Igliori refuses to move out entirely, keeping Wegman’s old duplex for herself. But this week she listed Sal’s front apartment, the small studio apartment Wegman built for his assistants, and Sal’s basement studio — an offering of three stories at the front of the building that broker Brian Goldfarb is marketing as a “maisonette.”

On tours, Goldfarb has found himself forced to explain who Wegman is. (“I say, ‘You know, the guy who takes the photographs of the dogs?’ And they’re like, ‘What?’ and I explain.”) But Wegman’s career is sometimes less confusing than explaining how the building’s ownership was divided up into eighths, and how that agreement still stands, 41 years later. “It’s basically an agreement between friends.”

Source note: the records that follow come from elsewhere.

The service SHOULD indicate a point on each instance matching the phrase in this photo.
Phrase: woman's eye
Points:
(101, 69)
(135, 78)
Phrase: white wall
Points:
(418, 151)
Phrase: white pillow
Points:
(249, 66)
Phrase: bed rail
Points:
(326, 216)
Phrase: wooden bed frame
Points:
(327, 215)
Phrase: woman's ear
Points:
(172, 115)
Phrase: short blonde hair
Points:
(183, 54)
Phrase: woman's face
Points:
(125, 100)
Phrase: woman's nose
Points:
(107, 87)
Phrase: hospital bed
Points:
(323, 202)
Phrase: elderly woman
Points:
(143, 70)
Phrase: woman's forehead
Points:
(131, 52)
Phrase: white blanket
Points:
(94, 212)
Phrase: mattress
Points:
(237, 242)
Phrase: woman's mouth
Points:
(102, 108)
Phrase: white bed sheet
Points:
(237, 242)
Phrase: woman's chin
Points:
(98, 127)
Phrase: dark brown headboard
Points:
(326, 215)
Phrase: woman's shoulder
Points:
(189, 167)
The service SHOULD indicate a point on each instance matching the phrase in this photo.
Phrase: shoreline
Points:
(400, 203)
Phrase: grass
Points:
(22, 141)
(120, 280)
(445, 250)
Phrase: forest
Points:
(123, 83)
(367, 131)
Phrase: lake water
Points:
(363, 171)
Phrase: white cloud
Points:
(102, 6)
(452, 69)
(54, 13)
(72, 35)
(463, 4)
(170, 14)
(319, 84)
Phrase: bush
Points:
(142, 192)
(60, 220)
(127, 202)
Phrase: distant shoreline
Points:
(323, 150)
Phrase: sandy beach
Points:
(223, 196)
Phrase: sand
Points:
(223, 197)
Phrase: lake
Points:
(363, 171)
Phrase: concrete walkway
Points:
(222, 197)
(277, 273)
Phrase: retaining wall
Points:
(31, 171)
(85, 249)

The 1851 building was turned into a synagogue in 1927 by Ukrainian immigrants, according to nonprofit Village Preservation. It was home to the Proskurover Zion Congregation and Kranken Untershtitsung Verein (KUV, or Sick Benevolent Society). Photo: Rachel Kuzma/Sotheby’s International Realty
Tin ceilings are original to the synagogue. This section, where Sal lived on the second floor, was where the women of the congregation would pray separately. Photo: Allyson Lubow Photography/Allyson Lubow
Sal lived here from 1982 to 2014, when he sold to the poet and author Paola Igliori, who had already overtaken Wegman’s duplex in the back of the building. Photo: Allyson Lubow Photography/Allyson Lubow
The tiles in Sal’s former kitchen he bought in Delft, the Netherlands. The stove is a turn-of-the-century model. Sal found one just like it at an old appliance shop on Kenmare Street and loved it so much that he insisted on taking it when he left. Igliori agreed but made him replace it with an exact match. “I love that stove,” she said. Photo: Allyson Lubow Photography/Allyson Lubow
Sal turned the 2,500-square-foot basement, which extends to every property line, into a studio. When he got here in 1982, the basement was a kitchen for a yeshiva. He turned one bathroom into a darkroom and kept the other. Photo: Allyson Lubow Photography
Igliori rented the basement out to her family friend Vito Schnabel, who ran it as a gallery before running his own name-brand space and staged shows by the Bruce High Quality Foundation. Later, Igliori let artist Kembra Pfahler work downstairs. Photo: Allyson Lubow Photography
Upstairs, on the third floor, is what Maria von Hartz calls “the loft.” She first saw the floor-through apartment when she was in high school and working as a model, making money her parents were hoping to invest in property. Photo: Rachel Kuzma/Sotheby’s International Realty
The skylight once loomed over an old clubhouse. Von Hartz remembered “urinals in the front, a 30-foot Art Deco bar with beer signs, neon signs, card tables, four pool tables.” Photo: Rachel Kuzma/Sotheby’s International Realty
The loft was ideal for throwing ragers. “When you’re 20 and people are coming into your party that you’re throwing and it’s a 1,900-square-foot loft, it was kind of magical,” von Hartz said. Photo: Rachel Kuzma/Sotheby’s International Realty
Eventually, she got rid of the old bar, which never stopped smelling of beer, and expanded the kitchen. “It kind of just morphed into a kitchen bar.” Photo: Rachel Kuzma/Sotheby’s International Realty
There was no kitchen when von Hartz saw the place: This was where a row of urinals was. The social club was a Polish or Ukrainian club when von Hartz bought, but it was listed in a 1923 copy of The Worker as Katz Hall, the location of a party given to “sympathizers” of the Polish branch of the Workers’ Party. Photo: Rachel Kuzma/Sotheby’s International Realty
She changed the apartment so often over the years, adding and removing walls, that it inspired her to pursue a career in interior design. She now runs her own firm. Photo: Rachel Kuzma/Sotheby’s International Realty
William Wegman remembers barricading this door back when the East Village “wasn’t exactly completely gentrified.” But down the block was the studio of Walter De Maria, who gave him advice. “He told me I should get a cat and name it Anaïs Nin and start working with a cat.” Photo: Rachel Kuzma/Sotheby’s International Realty

*Updated June 29, 8:15 am: The article originally stated that May Andersen is the mother of Vito and Lola Schnabel. It has since been corrected to state that she once dated their father.